Short-Term Behavior of a Geothermal Energy Storage: Modeling and Theoretical Results

TL;DR

This paper models the short-term thermal behavior of geothermal energy storage systems using numerical methods for the heat equation, aiding in optimal control and management of residential heating.

Contribution

It introduces and analyzes finite difference discretization schemes for simulating the temperature dynamics in geothermal storage systems.

Findings

Stability conditions for the discretization schemes are derived.
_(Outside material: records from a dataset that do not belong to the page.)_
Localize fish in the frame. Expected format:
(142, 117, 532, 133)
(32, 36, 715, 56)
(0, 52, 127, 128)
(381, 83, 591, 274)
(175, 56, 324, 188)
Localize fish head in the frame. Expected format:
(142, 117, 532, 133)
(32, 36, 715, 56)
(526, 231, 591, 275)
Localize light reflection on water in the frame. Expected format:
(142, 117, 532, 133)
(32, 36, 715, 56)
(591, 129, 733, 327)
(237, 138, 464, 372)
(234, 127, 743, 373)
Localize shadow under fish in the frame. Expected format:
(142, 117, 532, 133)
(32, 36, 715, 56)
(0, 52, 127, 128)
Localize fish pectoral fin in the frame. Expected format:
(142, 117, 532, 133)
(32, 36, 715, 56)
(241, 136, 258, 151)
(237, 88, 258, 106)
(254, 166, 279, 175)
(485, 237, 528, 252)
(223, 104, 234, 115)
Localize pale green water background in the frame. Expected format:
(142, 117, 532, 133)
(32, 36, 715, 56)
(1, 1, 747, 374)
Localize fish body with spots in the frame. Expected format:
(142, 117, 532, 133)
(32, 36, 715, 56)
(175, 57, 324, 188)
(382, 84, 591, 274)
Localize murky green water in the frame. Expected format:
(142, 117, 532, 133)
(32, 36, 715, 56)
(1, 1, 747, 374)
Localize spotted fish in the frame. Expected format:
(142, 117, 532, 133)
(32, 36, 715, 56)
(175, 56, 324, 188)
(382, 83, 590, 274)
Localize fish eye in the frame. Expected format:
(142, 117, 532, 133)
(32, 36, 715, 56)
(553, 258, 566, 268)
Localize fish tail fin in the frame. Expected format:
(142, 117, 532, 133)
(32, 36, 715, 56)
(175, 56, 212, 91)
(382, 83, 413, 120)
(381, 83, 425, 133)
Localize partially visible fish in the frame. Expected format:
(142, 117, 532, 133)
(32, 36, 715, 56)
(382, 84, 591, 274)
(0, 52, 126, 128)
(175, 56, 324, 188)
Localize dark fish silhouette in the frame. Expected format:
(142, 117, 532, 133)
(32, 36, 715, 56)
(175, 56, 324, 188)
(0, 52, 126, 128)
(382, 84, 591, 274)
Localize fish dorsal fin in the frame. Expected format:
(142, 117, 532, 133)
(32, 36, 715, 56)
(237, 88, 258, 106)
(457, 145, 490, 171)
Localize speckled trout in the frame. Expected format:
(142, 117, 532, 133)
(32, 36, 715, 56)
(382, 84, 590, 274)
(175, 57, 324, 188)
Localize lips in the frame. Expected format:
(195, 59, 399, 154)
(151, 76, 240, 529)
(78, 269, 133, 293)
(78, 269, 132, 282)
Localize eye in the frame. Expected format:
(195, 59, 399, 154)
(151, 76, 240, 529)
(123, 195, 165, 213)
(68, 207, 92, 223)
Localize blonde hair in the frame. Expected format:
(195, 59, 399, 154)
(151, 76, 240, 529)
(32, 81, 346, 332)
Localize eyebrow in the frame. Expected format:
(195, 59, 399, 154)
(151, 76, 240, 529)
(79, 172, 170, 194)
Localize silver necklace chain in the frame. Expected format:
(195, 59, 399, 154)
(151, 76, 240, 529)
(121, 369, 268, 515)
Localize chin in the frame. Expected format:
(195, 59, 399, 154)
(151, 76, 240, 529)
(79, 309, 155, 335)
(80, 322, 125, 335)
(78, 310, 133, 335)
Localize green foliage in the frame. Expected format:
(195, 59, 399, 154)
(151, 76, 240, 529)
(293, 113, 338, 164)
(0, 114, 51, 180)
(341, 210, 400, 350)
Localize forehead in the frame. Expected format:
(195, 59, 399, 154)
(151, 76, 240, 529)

Numerical simulations demonstrate the effectiveness of the proposed methods.

Abstract

This paper investigates numerical methods for simulations of the short-term behavior of a geothermal energy storage. Such simulations are needed for the optimal control and management of residential heating systems equipped with an underground thermal storage. There a given volume under or aside of a building is filled with soil and insulated to the surrounding ground. The thermal energy is stored by raising the temperature of the soil inside the storage. It is charged and discharged via pipe heat exchangers filled with a moving fluid. Simulations of geothermal energy storages aim to determine how much energy can be stored in or taken from the storage within a given short period of time. The latter depends on the dynamics of the spatial temperature distribution in the storage which is governed by a linear heat equation with convection and appropriate boundary and interface conditions. We consider semi- and full discretization of that PDE using finite difference schemes and study associated stability problems. Numerical results based on the derived methods are presented in the companion paper [17].